EDIT: It is in Edmonton. My internet detective/stalking skills remain as sharp as ever.

- Ledge Fighters and The Decision from some guys named Ninja Sex Party. We need to get one of those dummies, seriously.

- I've lost count of all the ways in which Tim Duncan is awesome, but let's add Having The Most Ballin'est Shoes In The NBA to the list. Kevin Durant, not so much.

- Finally, I'm going to introduce two new shows to you. The first is Louie CK's return to television, Louie, featuring easily the longest and most offensive trailer I have ever seen for a television series. The next is The Increasingly Poor Decisions Of Todd Margaret, a new British series that is written by and stars David Cross, whose first episode features former television-brother-in-law Will Arnett doing vintage Will Arnett things, Spike Jonze with a beard, and some other British people that I'm not familiar with. How do I know this? Because I watched a chunk of the first episode here. And then later I watched the rest of the episode by downloading it here.

Brian has an STD

12/23/2009 05:04:00 PM | Comments (0)

MaxSnax
Trailers, trailers, and more trailers.

Here's you go:

1) The Sorcerer's Apprentice
Alex mentioned this one to me so I thought I'd point this one out. This looks almost TOO bad.

2) Alice in Wonderland
The new Alice in Wonderland trailer. This looks almost TOO good.

3) Robin Hood
The tag team of Ridley Scott and Russell Crowe are back!

4) Clash of the Titans
Is Sam Worthington in like EVERY big budget movie?

5) Iron Man 2
Scarlett!

12/18/2009 09:48:00 PM | Comments (0)

Choking Yak
More Than Meets The Eye

Max's awesome Michael Bay commercial just made me realize that I never got around to posting my favourite Michael Bay video ever, a Michael Bay montage. Odd that a video whose purpose was to hate on Michael Bay just made me appreciate him even more. Michael Bay is the best there is at what he does...but what he does isn't very nice. (Or was that Wolverine...?)

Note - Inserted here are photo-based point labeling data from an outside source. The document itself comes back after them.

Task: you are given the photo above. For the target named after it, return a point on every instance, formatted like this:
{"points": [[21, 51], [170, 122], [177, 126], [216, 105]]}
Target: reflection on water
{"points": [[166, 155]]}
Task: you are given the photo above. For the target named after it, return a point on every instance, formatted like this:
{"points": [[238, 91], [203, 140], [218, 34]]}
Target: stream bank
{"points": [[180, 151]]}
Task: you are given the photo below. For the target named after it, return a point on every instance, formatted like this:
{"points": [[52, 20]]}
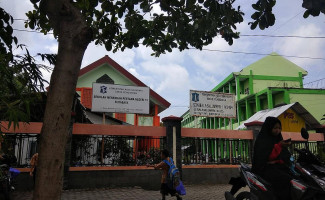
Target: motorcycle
{"points": [[7, 174], [309, 185]]}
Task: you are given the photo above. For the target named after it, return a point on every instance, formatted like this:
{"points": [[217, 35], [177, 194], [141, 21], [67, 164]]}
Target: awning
{"points": [[260, 116]]}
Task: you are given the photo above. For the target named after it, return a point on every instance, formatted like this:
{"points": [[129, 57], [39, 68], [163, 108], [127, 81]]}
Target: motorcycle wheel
{"points": [[6, 191], [243, 196]]}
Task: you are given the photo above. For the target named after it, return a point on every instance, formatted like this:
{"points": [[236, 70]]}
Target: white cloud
{"points": [[52, 48], [168, 77], [301, 46]]}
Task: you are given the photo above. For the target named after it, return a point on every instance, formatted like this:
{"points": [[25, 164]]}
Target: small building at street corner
{"points": [[293, 117], [265, 84]]}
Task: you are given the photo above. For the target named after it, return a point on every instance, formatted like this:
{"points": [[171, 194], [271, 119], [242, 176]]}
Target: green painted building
{"points": [[270, 81]]}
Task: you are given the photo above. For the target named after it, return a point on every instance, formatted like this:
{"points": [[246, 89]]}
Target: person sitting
{"points": [[271, 158]]}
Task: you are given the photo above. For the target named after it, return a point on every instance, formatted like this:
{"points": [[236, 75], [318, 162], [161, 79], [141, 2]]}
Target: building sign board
{"points": [[120, 99], [212, 104]]}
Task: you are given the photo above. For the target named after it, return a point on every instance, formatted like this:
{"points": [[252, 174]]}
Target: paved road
{"points": [[194, 192]]}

Except for Transformers 2, which was largely unforgivable. Also, I had actually seen that montage video some time shortly before the movie, and was actually actively looking out for the obligatory helicopters at sunset scene.

Didn't see it. I saw lots of helicopters, a lot of sunsets, and a lot of planes at sunset, but no helicopters at sunset. That ended up probably being the most disappointing thing about that movie, among numerous other disappointing things.

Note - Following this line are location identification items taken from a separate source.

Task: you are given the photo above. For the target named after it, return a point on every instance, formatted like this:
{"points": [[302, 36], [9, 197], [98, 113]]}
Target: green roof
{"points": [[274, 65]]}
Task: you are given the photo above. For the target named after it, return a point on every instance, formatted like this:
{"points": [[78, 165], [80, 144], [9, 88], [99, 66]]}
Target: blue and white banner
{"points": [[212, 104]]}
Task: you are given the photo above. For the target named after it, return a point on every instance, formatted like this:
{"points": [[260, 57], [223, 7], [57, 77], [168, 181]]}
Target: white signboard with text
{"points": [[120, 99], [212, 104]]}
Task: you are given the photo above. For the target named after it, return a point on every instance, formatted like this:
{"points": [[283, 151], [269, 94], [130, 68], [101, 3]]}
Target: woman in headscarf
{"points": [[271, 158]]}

Also, while I'm here...Improv Everywhere (I think Sheep has posted stuff from them before, like their Moebius prank) pulled another prank at a recent Knicks game, in which one of them pretends to be lost and the others shout his name (which they had previously successfully pulled off at Yankees game). I assure you, it's a lot more entertaining than it sounds.

Oh man...what you doing with a gun in space?

12/10/2009 08:20:00 PM | Comments (0)

MaxSnax
Michael Bay is awesome.

The commercial for the 2009 Victoria's Secret Show directed by the one and only Michael Bay.

Note 0:26 and 1:14. The only thing missing is a slow motion American flag blowing in the wind.